You’ve told me about the movie Microbirth. I found that amazing. It was so simple
as to why we’re having issues with our babies these days. It is through the
natural birthing process, the vaginal birth, that the baby starts to populate his gut
with good bacteria. That’s the first step. The second step is skin to skin. We’re all
clothed in gowns and don’t want the baby to touch anybody, but we need skin to
skin contact with that baby, because you’re transferring good bacteria to that
baby’s gut. Then breastfeeding, essential for your child’s gut health. So just that
birthing process alone is going to help populate your child’s gut with good
bacteria, so he won’t have these issues of asthma and skin issues and eczema
and behavioral and gut issues.
Managing your stress, another way to prepare the womb. We have got to calm
down. We cannot get so worked up and stay on all the time. It goes back to being
still, sitting quietly, gathering yourself. I read this somewhere, and I say this every
day to myself and to my consultations. Stillness is the language that God speaks,
so you have to be still.
Watch your thyroid. Make sure your thyroid’s optimal before you work on
conceiving. Avoid antibiotics. Avoid the birth control pill. Avoid pain medicines
such as the opioid-based prescriptions. Lots of things that we can do to prepare
the womb. None of that was really hard. Our ancestors did it, no problem.

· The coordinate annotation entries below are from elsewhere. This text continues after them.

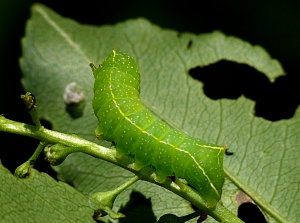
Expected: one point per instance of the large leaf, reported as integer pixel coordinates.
(57, 51)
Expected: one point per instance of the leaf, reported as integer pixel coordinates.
(39, 198)
(57, 51)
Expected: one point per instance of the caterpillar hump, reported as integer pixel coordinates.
(123, 119)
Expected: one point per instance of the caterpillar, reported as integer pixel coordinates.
(124, 120)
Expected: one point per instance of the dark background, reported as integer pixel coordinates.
(275, 25)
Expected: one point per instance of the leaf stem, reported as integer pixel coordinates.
(220, 213)
(24, 169)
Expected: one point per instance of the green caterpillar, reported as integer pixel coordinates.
(124, 120)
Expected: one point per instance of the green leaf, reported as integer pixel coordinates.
(57, 52)
(39, 198)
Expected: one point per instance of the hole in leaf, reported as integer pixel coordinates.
(138, 209)
(46, 124)
(226, 79)
(250, 213)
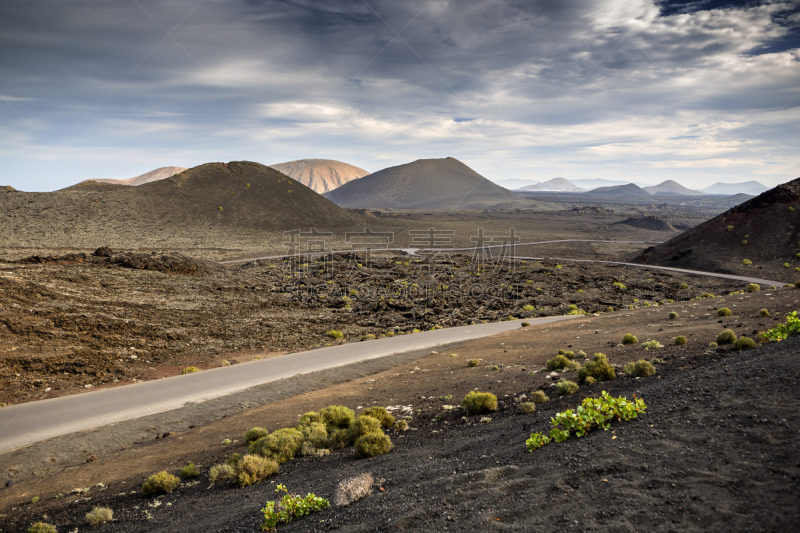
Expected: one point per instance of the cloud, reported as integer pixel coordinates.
(518, 89)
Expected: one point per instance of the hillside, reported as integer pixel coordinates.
(764, 230)
(226, 200)
(620, 190)
(747, 187)
(555, 184)
(154, 175)
(672, 188)
(429, 184)
(321, 175)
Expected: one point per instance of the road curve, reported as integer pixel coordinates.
(31, 422)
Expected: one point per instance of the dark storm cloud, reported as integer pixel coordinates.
(574, 84)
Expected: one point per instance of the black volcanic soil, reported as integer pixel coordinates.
(764, 230)
(717, 449)
(75, 322)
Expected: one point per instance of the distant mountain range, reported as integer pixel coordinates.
(429, 184)
(753, 188)
(321, 175)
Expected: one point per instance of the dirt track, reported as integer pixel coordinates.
(717, 450)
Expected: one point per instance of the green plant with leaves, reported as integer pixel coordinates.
(783, 331)
(290, 507)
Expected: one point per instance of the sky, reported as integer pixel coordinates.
(632, 90)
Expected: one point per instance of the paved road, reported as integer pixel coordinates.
(32, 422)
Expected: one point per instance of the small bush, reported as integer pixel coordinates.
(189, 471)
(726, 337)
(353, 489)
(337, 416)
(539, 397)
(629, 339)
(99, 515)
(558, 362)
(598, 368)
(42, 527)
(253, 469)
(281, 445)
(641, 368)
(253, 434)
(566, 387)
(220, 472)
(479, 402)
(745, 343)
(372, 445)
(381, 414)
(161, 483)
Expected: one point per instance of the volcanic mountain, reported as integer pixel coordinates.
(154, 175)
(671, 188)
(764, 230)
(746, 187)
(555, 184)
(229, 199)
(321, 175)
(429, 184)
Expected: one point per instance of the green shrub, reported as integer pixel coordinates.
(479, 402)
(380, 413)
(337, 416)
(372, 444)
(189, 471)
(745, 343)
(652, 345)
(598, 368)
(253, 434)
(558, 362)
(290, 508)
(641, 368)
(220, 472)
(314, 433)
(281, 445)
(726, 337)
(42, 527)
(99, 515)
(566, 387)
(160, 483)
(254, 469)
(539, 397)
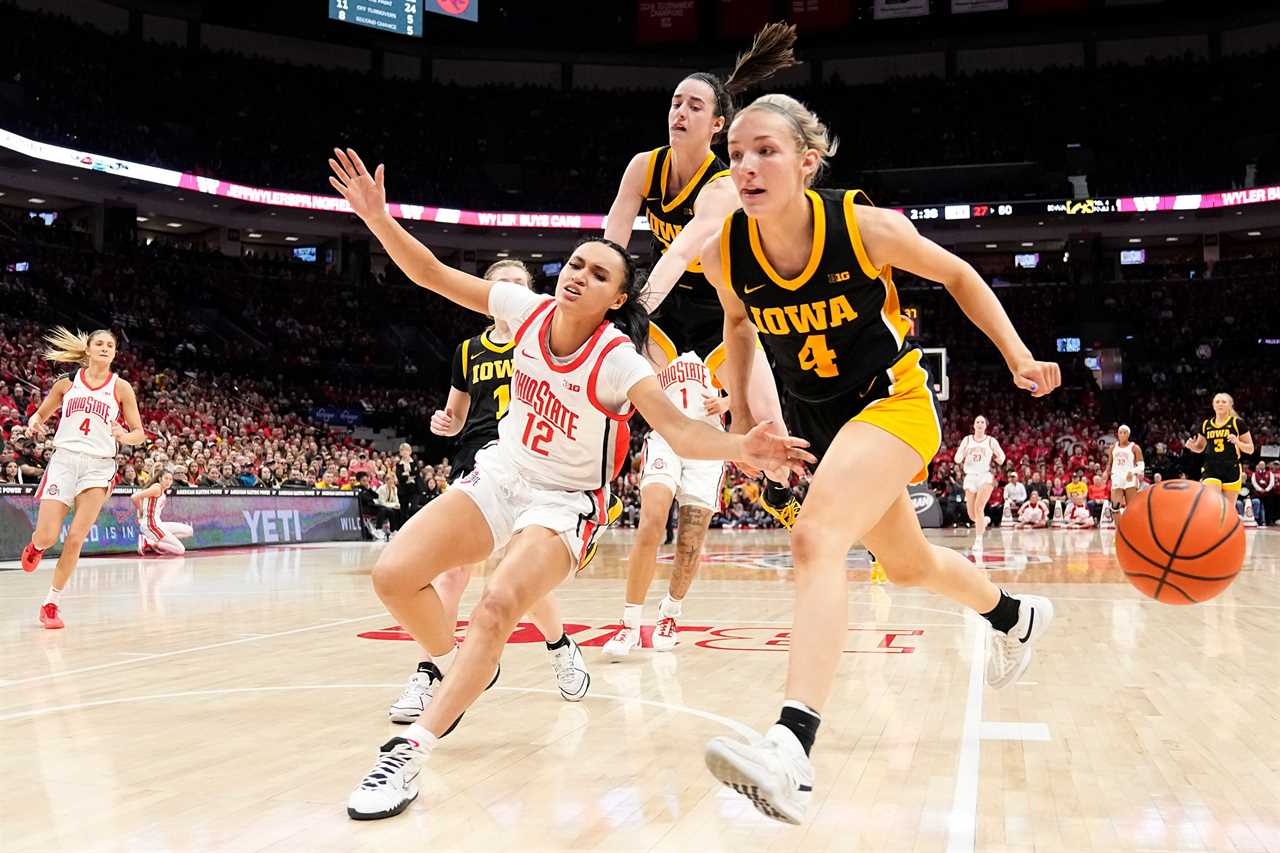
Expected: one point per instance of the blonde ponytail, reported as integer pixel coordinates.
(71, 347)
(807, 128)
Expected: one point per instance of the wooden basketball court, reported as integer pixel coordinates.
(231, 701)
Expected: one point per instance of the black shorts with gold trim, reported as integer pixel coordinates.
(897, 400)
(693, 324)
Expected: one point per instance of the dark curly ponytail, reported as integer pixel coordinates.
(631, 316)
(771, 51)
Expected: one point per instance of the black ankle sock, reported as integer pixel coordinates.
(801, 723)
(1004, 615)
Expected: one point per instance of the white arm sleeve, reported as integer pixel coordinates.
(512, 304)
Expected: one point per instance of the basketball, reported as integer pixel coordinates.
(1180, 543)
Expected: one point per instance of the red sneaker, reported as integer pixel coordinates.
(49, 616)
(31, 557)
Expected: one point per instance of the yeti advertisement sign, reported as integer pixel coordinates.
(219, 519)
(926, 505)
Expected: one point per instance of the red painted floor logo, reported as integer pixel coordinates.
(754, 638)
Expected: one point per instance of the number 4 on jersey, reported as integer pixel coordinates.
(818, 356)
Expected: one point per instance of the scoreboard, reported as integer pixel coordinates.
(403, 17)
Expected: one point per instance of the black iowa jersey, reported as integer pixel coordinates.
(483, 369)
(668, 214)
(837, 324)
(1219, 450)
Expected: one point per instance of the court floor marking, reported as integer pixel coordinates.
(743, 729)
(188, 651)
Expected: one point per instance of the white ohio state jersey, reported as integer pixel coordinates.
(556, 430)
(685, 381)
(149, 516)
(1121, 457)
(87, 416)
(977, 455)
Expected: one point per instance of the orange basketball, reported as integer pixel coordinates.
(1180, 543)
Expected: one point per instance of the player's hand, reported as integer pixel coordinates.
(442, 423)
(1037, 377)
(775, 451)
(714, 404)
(364, 192)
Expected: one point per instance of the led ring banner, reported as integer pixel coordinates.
(593, 222)
(219, 519)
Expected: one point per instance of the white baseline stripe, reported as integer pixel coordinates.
(746, 731)
(192, 649)
(963, 822)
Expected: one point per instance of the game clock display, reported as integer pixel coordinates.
(403, 17)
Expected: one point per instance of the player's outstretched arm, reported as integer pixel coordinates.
(694, 439)
(890, 238)
(366, 194)
(714, 204)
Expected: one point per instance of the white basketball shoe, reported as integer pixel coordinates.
(391, 785)
(570, 669)
(621, 643)
(1009, 655)
(771, 771)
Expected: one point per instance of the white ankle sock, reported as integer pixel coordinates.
(444, 662)
(425, 739)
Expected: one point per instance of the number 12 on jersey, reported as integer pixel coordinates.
(535, 441)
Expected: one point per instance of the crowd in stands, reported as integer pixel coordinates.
(220, 418)
(1147, 128)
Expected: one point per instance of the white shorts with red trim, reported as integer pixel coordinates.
(510, 503)
(694, 482)
(974, 482)
(71, 473)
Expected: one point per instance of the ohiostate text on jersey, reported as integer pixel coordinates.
(88, 405)
(538, 395)
(682, 372)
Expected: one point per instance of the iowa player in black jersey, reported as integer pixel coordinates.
(1223, 438)
(480, 381)
(812, 272)
(685, 195)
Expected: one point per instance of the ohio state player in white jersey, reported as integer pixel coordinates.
(82, 468)
(155, 534)
(976, 454)
(542, 488)
(694, 484)
(1125, 468)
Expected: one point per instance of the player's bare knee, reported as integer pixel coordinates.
(909, 566)
(393, 579)
(498, 610)
(652, 529)
(810, 546)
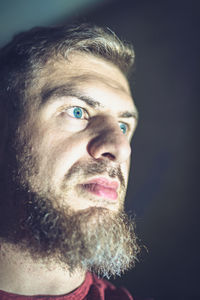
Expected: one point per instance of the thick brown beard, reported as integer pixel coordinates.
(93, 239)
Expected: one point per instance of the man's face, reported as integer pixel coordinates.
(73, 156)
(80, 134)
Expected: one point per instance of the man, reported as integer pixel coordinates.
(67, 118)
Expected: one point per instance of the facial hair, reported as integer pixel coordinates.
(94, 239)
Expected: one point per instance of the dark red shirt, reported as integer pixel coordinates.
(93, 288)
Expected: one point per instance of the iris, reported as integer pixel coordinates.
(77, 112)
(123, 127)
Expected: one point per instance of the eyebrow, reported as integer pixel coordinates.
(71, 90)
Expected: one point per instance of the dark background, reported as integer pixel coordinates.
(164, 174)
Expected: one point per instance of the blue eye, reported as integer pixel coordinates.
(123, 127)
(77, 112)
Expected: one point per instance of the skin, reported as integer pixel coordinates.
(61, 141)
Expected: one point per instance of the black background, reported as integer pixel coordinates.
(164, 172)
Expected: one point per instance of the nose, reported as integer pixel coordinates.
(109, 142)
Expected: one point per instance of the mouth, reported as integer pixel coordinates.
(102, 187)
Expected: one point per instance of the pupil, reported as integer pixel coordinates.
(123, 128)
(77, 113)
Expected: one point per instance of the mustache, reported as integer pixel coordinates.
(88, 169)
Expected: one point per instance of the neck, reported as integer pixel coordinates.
(23, 275)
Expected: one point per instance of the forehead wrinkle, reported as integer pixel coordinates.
(72, 86)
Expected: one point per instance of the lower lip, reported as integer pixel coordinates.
(101, 191)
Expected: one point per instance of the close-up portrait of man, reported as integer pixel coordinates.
(67, 119)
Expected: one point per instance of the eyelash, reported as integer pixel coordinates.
(81, 111)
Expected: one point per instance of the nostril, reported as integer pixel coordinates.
(109, 155)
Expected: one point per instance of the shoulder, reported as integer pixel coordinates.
(107, 290)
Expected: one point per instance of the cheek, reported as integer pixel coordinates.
(64, 151)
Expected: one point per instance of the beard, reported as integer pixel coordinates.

Katie: Exactly. I think that that alone makes such a drastic difference, because it makes
sense, even going back to what you said before. We can’t give what we don’t
have. If we don’t nourish our own bodies, we can’t give that to our babies. That
process can take a little bit longer than just the 1 month it takes to get pregnant. I
think that’s such an important reminder to so many of us to nourish our bodies
before, during, and after pregnancy especially.
Is there anything else related to hormone health that you want to make sure that
women understand or know? Or do you feel like that those are going to be the
big things, like the lifestyle factors that we just talked about, and diet, and sleep,
and stress being the big ones.
Mary Lee: Yes, I do. I don’t want people to think you just slap on hormones to get healthy.
You need to be healthy first, and then if you have an imbalance, or deficient in 1
or more hormones, then you can use a bioidentical hormone therapy. But your
whole answer is your lifestyle. You’ve got to start addressing that. That’s how you
take back control of your health, is by addressing your lifestyle, and your food,
and your stress, and your sleep, and you should be a healthy female moving into
Katie: Perfect. Again, that’s what I love about your approach. You’re not saying there’s
never a time and a place for medicine. But you’re saying it needs to go hand in
hand with lifestyle, and that it shouldn’t be a long-term solution, but one just to
help the body get back to homeostasis, which I love. I appreciate your time,
again, in being here. I can’t wait till our next episode, when we’re going to tackle
another kind of triangle, of the heart health, blood pressure, cholesterol, all that,
and how that’s all intertwined, because I know that’s also a big topic for that. So
look for that in the next episode. Thanks, Mary Lee, for being here.